For $f(x)>0 \hspace{5 mm} \forall\hspace{1 mm}x $ such that $-\infty<x<\infty$, when the following equality would not hold true ?
$$\begin{aligned} \int_{-\infty}^{\infty}xf(x)dx\stackrel{?}{=}\int_{0}^{\infty}xf(x)dx-\int_{-\infty}^{0}|x|f(x)dx \end{aligned}$$
Motivation: mean of Cauchy distrbution is undefined.
If $x < 0$, then $|x| = -x$ and so $x = -|x|$. Therefore,
$\displaystyle\int_{-\infty}^{\infty}xf(x)\,dx$
$= \displaystyle\int_{0}^{\infty}xf(x)\,dx + \int_{-\infty}^{0}xf(x)\,dx$
$= \displaystyle\int_{0}^{\infty}xf(x)\,dx + \int_{-\infty}^{0}-|x|f(x)\,dx$
$= \displaystyle\int_{0}^{\infty}xf(x)\,dx - \int_{-\infty}^{0}|x|f(x)\,dx$,
provided that all the integrals converge.

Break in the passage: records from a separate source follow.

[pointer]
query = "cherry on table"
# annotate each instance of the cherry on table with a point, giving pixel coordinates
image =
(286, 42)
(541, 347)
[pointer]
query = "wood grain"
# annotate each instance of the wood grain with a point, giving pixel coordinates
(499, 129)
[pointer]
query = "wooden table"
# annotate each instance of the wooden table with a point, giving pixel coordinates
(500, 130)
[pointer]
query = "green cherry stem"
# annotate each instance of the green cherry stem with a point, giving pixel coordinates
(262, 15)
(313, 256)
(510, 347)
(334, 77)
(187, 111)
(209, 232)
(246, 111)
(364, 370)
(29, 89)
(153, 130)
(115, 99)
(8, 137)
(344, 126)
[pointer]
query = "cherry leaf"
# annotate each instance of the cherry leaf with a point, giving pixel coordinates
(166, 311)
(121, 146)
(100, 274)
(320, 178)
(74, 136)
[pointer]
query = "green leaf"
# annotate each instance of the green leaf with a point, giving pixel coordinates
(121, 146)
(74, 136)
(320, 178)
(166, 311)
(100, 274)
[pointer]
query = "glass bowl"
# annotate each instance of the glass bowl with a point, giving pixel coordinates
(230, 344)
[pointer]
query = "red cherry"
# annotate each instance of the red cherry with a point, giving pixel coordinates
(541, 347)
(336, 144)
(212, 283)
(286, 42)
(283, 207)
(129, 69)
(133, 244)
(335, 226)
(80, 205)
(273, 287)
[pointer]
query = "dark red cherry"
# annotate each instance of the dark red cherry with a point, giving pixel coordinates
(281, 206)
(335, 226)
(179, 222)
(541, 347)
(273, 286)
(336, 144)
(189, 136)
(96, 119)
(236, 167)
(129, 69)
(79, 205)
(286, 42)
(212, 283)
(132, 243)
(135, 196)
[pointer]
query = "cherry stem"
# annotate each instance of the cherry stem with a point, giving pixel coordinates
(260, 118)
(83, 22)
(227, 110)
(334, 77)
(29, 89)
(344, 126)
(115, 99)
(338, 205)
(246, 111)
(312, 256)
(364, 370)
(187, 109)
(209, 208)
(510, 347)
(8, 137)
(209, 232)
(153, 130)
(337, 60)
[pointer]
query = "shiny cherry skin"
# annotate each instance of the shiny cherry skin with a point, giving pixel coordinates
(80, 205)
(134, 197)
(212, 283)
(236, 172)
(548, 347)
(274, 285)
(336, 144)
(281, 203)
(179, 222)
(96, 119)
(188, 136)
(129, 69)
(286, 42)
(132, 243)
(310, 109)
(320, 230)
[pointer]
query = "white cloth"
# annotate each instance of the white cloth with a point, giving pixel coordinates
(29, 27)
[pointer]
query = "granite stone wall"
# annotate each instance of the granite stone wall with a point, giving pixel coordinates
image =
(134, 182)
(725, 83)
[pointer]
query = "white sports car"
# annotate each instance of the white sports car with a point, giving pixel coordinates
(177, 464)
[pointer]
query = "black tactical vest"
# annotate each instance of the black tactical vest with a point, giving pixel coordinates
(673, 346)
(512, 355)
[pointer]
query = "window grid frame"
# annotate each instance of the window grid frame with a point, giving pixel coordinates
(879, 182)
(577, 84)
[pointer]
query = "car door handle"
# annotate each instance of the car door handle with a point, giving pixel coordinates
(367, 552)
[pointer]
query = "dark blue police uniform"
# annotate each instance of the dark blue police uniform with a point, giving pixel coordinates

However, if either $\displaystyle\int_{0}^{\infty}xf(x)\,dx$ or $\displaystyle\int_{-\infty}^{0}|x|f(x)\,dx$ doesn't converge, as in the case of the Cauchy distribution $f(x) = \dfrac{1}{\pi(1+x^2)}$, then of course, this isn't valid.